I keep having this gnawing feeling that our reactions to Wal*Mart are projections of something we feel about ourselves; maybe our anger at ourselves for losing so much while chasing the dreams we've sold one another; for ignoring the economic, social and ecological consequences of our actions; for simply being too lazy to do anything else.
Which got me thinking about...
A person or group that is made to bear blame for others. According to the Old Testament, on the Day of Atonement, a priest would confess all the sins of the Israelites over the head of a goat and then drive it into the wilderness, symbolically bearing their sins away.
Eleanor, what the hell ever became of black and white?

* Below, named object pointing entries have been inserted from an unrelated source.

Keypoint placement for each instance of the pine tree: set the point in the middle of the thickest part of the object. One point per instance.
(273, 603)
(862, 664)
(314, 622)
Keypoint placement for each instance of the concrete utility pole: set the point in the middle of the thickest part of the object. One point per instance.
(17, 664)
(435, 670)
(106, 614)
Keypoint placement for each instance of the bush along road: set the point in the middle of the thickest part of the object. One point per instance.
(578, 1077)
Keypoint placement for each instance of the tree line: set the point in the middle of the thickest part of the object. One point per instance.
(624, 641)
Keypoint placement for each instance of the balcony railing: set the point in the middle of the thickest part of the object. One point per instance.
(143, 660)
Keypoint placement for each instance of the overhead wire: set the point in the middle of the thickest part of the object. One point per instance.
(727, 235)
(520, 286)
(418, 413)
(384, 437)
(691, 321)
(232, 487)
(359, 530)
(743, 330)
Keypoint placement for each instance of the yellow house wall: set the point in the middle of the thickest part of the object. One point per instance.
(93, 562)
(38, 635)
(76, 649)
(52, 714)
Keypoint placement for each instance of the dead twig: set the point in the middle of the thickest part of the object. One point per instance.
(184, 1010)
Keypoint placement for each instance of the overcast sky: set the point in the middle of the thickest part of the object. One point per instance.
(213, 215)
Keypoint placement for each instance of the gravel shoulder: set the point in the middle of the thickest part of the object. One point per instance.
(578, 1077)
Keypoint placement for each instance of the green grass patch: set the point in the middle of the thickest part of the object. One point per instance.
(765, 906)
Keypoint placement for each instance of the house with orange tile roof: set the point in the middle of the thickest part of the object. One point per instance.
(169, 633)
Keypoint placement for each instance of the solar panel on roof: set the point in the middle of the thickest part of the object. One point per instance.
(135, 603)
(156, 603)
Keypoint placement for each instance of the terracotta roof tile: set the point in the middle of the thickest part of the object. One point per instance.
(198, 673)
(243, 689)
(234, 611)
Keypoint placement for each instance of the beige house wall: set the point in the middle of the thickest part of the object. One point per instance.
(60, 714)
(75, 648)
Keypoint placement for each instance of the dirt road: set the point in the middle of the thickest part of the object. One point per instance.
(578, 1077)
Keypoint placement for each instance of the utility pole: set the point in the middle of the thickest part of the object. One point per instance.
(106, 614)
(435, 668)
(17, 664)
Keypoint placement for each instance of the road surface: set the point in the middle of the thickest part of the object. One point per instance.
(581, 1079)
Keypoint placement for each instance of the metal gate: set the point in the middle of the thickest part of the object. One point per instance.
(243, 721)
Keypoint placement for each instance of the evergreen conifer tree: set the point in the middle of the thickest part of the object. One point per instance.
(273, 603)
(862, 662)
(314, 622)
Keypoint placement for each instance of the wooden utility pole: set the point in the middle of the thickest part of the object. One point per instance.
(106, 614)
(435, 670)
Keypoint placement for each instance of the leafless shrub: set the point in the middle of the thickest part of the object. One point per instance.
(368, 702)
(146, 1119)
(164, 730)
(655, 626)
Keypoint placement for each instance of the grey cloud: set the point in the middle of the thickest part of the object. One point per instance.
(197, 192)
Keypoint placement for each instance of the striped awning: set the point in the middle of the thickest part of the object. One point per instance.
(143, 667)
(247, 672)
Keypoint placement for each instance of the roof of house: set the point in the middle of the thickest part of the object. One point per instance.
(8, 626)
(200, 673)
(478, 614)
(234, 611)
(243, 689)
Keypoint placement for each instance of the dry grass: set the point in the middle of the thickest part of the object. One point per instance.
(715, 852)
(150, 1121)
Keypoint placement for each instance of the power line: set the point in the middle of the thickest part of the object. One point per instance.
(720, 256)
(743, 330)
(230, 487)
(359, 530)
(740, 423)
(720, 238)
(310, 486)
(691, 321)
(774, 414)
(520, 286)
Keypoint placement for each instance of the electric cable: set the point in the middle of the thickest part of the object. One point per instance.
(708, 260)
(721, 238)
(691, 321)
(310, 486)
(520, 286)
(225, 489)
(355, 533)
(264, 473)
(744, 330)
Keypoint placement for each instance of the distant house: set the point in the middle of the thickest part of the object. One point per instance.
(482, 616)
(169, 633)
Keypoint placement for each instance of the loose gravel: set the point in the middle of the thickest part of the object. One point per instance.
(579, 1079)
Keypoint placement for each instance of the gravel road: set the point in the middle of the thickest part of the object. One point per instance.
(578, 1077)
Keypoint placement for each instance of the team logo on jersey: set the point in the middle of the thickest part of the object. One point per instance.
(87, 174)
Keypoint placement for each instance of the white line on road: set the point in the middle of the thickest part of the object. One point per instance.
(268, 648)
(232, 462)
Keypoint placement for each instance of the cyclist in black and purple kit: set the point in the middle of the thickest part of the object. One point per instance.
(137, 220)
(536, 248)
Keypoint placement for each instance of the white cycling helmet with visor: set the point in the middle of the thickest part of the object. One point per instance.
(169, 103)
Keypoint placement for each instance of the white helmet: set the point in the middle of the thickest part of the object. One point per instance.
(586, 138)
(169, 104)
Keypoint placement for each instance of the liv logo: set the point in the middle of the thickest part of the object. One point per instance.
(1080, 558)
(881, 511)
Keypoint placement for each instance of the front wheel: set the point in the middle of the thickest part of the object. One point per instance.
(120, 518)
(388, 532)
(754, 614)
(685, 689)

Update: I'm reading Daniel Pink's book A Whole New Mind, and came upon this quote from Fast Company:
The United States Spends more on trash bags than ninety other countries spend on everything. In other words, the receptacles of our waste cost more than all of the goods consumed by nearly half of the world's nations.
Although they're clearly enablers, it's hard to blame Wal*Mart for a problem of this magnitude.



As you know, I look out over Eleanor's likeness from my apartment. After being out of the city for a year or so, I returned one spring day to lean out a window and hear Hillary Clinton dedicating the statute, as a noisey crowd packed the area. And I surveyed the feminist wonder out my window and said, "This is good. This is very good. This is New York."
I joined a union, SAG, after leaving corporate and it was thrilling. I finally felt as if I were doing an honest day's work.